In a first step, the predictive power of the candidate variables on EGF were investigated by using univariate logistic regression analysis for each candidate variable. Likelihood ratios (LRs) and Wald statistics were recorded for each variable (Supplemental Table S1). To avoid inflation of collinearity in each group, only the variable with highest LR in each group was considered for propensity score matching.

In a second step, the remaining candidate variables were included in a multivariate logistic regression model by forward selection. Patient-related variables and left ventricular ejection fractions were all non-significant. CCS classification was the only clinical indicator with a significant effect on EGF. Duration of surgery, presence of cardiovascular disease, and number of grafts were the candidate variables with the highest LRs in the other groups and were therefore included in the multivariate logistic regression, which proved all included candidate variables to be independently predictive of EGF. The fit model had a LR of 63.79 (P<.001) (Supplemental Table S2).

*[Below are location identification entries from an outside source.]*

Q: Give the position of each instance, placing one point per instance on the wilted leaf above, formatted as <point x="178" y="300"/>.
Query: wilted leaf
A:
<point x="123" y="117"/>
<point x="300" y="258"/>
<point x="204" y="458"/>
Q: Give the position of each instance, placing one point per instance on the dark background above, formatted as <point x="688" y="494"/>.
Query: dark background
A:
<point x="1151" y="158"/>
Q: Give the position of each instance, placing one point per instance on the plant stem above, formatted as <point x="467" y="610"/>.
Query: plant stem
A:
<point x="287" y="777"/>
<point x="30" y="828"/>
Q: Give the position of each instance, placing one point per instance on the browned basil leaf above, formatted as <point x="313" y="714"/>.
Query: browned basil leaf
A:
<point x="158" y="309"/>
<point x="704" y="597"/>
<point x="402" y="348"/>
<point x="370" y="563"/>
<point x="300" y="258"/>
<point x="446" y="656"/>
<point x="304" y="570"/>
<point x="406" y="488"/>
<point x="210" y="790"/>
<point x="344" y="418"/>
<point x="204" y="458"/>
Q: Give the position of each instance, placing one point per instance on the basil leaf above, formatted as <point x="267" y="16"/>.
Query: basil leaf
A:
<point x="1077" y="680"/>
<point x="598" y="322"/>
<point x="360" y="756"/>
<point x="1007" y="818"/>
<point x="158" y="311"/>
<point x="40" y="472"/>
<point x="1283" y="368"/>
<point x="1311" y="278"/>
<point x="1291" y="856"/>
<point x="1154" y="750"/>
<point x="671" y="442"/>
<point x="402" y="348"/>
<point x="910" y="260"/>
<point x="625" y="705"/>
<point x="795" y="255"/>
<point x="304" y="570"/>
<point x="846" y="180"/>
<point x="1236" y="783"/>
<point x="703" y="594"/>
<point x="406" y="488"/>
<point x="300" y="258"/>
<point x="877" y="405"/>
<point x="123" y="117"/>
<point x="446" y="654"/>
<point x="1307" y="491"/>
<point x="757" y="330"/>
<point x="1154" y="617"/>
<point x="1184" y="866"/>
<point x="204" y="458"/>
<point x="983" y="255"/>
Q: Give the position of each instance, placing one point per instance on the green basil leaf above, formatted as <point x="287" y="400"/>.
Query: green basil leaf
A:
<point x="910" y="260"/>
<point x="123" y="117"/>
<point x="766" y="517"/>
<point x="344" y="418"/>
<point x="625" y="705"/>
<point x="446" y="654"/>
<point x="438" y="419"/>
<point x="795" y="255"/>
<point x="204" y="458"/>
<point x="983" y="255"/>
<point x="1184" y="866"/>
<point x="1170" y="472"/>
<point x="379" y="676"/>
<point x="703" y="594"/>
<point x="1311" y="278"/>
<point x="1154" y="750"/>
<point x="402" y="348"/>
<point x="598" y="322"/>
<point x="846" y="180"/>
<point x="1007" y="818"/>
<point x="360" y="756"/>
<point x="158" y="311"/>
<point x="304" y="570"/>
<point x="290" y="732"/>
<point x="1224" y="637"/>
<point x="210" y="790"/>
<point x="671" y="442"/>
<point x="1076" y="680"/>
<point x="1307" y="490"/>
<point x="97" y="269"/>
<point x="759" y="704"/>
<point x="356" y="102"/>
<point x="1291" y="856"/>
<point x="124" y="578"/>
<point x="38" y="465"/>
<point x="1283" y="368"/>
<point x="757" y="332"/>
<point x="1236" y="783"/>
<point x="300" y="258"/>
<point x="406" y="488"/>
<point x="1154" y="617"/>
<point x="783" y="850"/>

Propensity score matching for EGF was therefore performed based on the variables duration of surgery, cardiovascular disease, number of grafts, and CCS classification. To validate the effectiveness of the matching procedure, standardized differences were computed with Stata’s pstest module before and after matching, which showed significant reduction of bias for all aforementioned matching variables (Supplemental Table S3).